Share

Part 5

"Ya, kakakku bekerja di Kejaksaan Pusat," sahut Sea.

"Antar kami kesana!" tegas Rain.

Sea berlenggang ke mobil yang di parkir di depan rumah peristirahatan Rain sambil meracau, "Huh, dia yang minta tolong dia yang judes!"

Mereka bertiga meluncur ke kantor Kejaksaan Pusat tempat kakak lelaki Sea bekerja. Hari sudah sore, matahari sudah turun ke barat. Jalanan sore itu sedikit padat, dikarenakan jamnya orang-orang yang baru pulang setelah seharian bekerja.

Suara klakson kendaraan bermotor terdengar saling bersahutan di sana-sini, ditambah arus lalu lintas yang tidak teratur, membuat wajah Rain memerah, karena meredam kesal.

Mobil sudah diparkir di halaman Kejaksaan. Rain keluar dengan tergesa-gesa.

"Kamu jalan duluan, tunjukkan jalannya!" tegas Rain yang wajahnya terlihat emosi bercampur kesedihan itu berbicara pada Sea.

Sea mengetuk pintu ruang kerja Angkasa, seraya membukanya, dan duduk di sofa tanpa diperintah Angkasa.

"Selamat sore, saya Angkasa, silahkan duduk.

"Terima kasih." Rain dan Andy memperkenalkan diri masing-masing.

"Sea, ini buruh bangunan yang kamu maksud?" tanya Angkasa pada adiknya yang sedang bermain hp.

Sea mengangkat kedua alisnya, membenarkan pertanyaan Angkasa dengan sungkan.

Angkasa terkekeh, disusul Andy yang terbahak. Lain dengan Rain yang bingung dengan apa yang mereka obrolkan.

"Baiklah, kita lanjutkan.

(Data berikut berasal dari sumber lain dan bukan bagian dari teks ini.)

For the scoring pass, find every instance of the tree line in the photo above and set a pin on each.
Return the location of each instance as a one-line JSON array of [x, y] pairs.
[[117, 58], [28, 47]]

Saya sudah dengar sekilas dari Sea mengenai apa yang terjadi denganmu," ujar pria yang mempunyai badan tinggi kurus, dengan rambut dibelah pinggir.

"Bisa anda bantu saya, Pak Jaksa?" tanya Rain dengan lesu.

"Saya harus menyelidikinya dulu ke lokasi TKP."

"Saya mau secepatnya kasus ini diungkap, karena saya yakin sekali istri saya dibunuh."

"Apa istri anda punya masalah atau musuh sebelumnya?"

"Saya yakin tidak, Hanna orang yang sangat baik, dia berasal dari keluarga sederhana dan tidak banyak bergaul." Rain mencoba menjelaskan.

"Atau-anda yang mempunyai musuh?"

"Sepertinya ... tidak?" jawab Rain ragu-ragu dengan tatapan kosong.

"Coba pikirkan baik-baik!" Angkasa mencoba meyakinkan Rain, sementara Rain membisu dan terpaku memikirkannya.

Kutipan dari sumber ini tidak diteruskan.